A Paris, alors qu’elle professait le français et la littérature, elle se lia avec beaucoup de personnalités du milieu artistique et puisant son inspiration souvent dans les évangiles, elle suscita l’intérêt des écrivains par la puissance de son lyrisme. Georges Girard évoque le spiritualisme délicat de son œuvre et l’envolée lyrique de sa versification. Il ajoute : « Un critique d’alors écrit d’elle « qu’elle s’avère la muse française de cette poésie immatérielle et céleste, jadis préconisée par Platon ». C’est peut-être ce qui l’a empêchée d’atteindre un public plus étendu et fait apprécier de la seule élite. Elle planait trop dans l’azur. Comme Eugénie de Guérin, qu’elle affectionnait, elle aura maintenu sa poésie sur des cimes inaccessibles au commun et passé en ce monde en sauvegardant toute sa pureté » (Des rues, des hommes, 1987).
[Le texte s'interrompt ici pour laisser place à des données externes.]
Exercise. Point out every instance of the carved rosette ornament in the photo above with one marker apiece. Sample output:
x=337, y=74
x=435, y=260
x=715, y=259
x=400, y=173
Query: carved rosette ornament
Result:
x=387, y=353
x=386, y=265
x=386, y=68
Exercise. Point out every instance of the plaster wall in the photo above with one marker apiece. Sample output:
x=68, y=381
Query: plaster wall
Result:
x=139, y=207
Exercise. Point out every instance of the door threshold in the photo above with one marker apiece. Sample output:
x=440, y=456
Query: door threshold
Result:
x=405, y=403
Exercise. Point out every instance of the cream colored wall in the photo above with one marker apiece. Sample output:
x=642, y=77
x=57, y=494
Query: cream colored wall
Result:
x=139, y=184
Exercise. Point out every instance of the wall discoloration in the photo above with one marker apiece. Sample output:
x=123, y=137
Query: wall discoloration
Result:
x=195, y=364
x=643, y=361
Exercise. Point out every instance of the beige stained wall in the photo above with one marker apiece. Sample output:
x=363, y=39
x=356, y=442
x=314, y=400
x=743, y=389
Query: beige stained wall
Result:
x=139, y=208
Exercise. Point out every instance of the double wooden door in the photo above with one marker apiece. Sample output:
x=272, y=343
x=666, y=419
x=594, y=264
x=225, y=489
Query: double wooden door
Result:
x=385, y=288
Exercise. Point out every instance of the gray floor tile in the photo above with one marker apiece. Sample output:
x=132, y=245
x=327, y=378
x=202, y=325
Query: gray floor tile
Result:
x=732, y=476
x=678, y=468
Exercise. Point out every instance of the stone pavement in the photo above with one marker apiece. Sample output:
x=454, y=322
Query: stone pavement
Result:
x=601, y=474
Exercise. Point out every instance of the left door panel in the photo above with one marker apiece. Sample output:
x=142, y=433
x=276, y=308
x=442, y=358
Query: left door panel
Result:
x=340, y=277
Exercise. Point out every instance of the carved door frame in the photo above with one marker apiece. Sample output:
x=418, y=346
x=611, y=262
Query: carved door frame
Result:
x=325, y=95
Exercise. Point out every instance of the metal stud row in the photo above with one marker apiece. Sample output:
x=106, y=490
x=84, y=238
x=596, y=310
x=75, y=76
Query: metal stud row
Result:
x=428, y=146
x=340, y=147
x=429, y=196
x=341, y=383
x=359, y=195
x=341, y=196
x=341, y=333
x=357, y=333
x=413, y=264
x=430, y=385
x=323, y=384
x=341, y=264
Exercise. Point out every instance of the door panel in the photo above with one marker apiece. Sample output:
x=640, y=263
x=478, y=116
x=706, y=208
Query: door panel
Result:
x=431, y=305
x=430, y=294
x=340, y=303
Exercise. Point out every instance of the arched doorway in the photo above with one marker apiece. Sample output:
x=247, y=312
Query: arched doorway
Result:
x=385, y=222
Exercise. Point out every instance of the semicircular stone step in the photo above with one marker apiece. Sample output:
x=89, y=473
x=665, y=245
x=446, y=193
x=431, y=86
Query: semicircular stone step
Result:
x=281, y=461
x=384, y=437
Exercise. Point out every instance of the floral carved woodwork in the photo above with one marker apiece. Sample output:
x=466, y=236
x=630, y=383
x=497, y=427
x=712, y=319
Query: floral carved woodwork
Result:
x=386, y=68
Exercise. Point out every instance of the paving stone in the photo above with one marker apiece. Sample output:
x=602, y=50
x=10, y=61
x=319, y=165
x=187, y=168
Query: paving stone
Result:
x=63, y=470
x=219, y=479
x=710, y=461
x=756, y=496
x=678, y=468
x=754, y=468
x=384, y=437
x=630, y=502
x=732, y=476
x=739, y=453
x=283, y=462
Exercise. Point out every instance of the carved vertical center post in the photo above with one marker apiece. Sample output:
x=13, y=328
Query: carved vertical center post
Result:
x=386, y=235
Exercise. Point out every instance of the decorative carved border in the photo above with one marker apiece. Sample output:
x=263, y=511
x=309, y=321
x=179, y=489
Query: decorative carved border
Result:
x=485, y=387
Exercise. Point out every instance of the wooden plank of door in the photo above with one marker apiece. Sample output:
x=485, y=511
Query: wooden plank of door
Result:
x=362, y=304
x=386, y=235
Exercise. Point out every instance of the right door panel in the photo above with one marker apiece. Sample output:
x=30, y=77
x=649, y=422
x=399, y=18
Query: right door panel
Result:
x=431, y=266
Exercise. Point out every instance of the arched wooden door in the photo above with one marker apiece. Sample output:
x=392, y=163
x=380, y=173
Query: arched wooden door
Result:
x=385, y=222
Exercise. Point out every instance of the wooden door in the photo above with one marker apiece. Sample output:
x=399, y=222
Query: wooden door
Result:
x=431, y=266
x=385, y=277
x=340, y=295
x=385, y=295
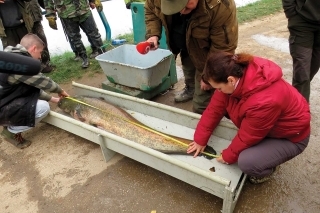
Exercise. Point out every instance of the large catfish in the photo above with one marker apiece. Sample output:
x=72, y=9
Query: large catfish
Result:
x=115, y=120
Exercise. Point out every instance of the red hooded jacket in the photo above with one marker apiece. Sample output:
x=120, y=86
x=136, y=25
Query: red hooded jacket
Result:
x=262, y=105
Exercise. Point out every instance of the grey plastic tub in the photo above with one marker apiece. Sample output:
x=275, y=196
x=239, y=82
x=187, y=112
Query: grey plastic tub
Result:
x=126, y=66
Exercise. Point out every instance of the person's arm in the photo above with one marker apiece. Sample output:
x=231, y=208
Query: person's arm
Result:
x=209, y=120
x=153, y=22
x=49, y=7
x=260, y=118
x=45, y=84
x=289, y=7
x=224, y=29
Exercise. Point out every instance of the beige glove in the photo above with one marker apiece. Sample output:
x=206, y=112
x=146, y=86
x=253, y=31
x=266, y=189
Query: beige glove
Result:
x=52, y=22
x=98, y=5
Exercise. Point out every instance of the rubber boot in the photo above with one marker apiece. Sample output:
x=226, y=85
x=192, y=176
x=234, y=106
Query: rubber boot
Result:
x=85, y=61
x=186, y=95
x=16, y=139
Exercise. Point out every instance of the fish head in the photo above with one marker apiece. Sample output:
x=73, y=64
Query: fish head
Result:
x=67, y=105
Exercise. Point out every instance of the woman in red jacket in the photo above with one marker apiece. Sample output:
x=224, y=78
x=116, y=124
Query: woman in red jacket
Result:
x=272, y=117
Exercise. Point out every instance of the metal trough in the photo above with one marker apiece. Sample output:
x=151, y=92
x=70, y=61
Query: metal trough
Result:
x=227, y=180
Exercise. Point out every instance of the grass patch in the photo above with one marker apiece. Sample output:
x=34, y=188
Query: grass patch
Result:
x=68, y=70
x=258, y=9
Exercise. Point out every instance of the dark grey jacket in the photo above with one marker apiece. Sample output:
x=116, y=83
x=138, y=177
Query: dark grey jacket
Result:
x=308, y=10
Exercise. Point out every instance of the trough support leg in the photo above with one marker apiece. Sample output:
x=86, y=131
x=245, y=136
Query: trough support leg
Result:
x=231, y=196
x=107, y=153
Publiant aux éditions Sansot, son premier recueil de poésie intitulé « Vers les sommets » en 1908, Auguste Dorchain, critique littéraire écrivait : «  On devine qu’elle n’est plus une adolescente, que sa jeunesse a déjà beaucoup pensé, beaucoup lutté, qu’elle a regardé la vie avec des yeux lucides et non à travers la vague illusion de celles qui ont eu tout le loisir de rêver en paix sans avoir jamais à confronter la réalité et le rêve.

Dans cette confrontation, la vie lui est apparue d’autant plus digne d’être vécue qu’il y avait plus d’obstacles à vaincre pour la vivre dignement. Aussi point de rêverie imprécise : une claire aspiration vers un très noble idéal fait d’amour s’il se peut, fait de renoncement s’il le faut ; une espérance inquiète, mais fervente ; une volonté généreuse ; une tendresse délicate enfin, et sans égoïsme, à laquelle il serait plus doux encore de donner que de recevoir » (Les muses  françaises, 1908). Ce premier recueil reçoit le prix Sully-Prud’homme.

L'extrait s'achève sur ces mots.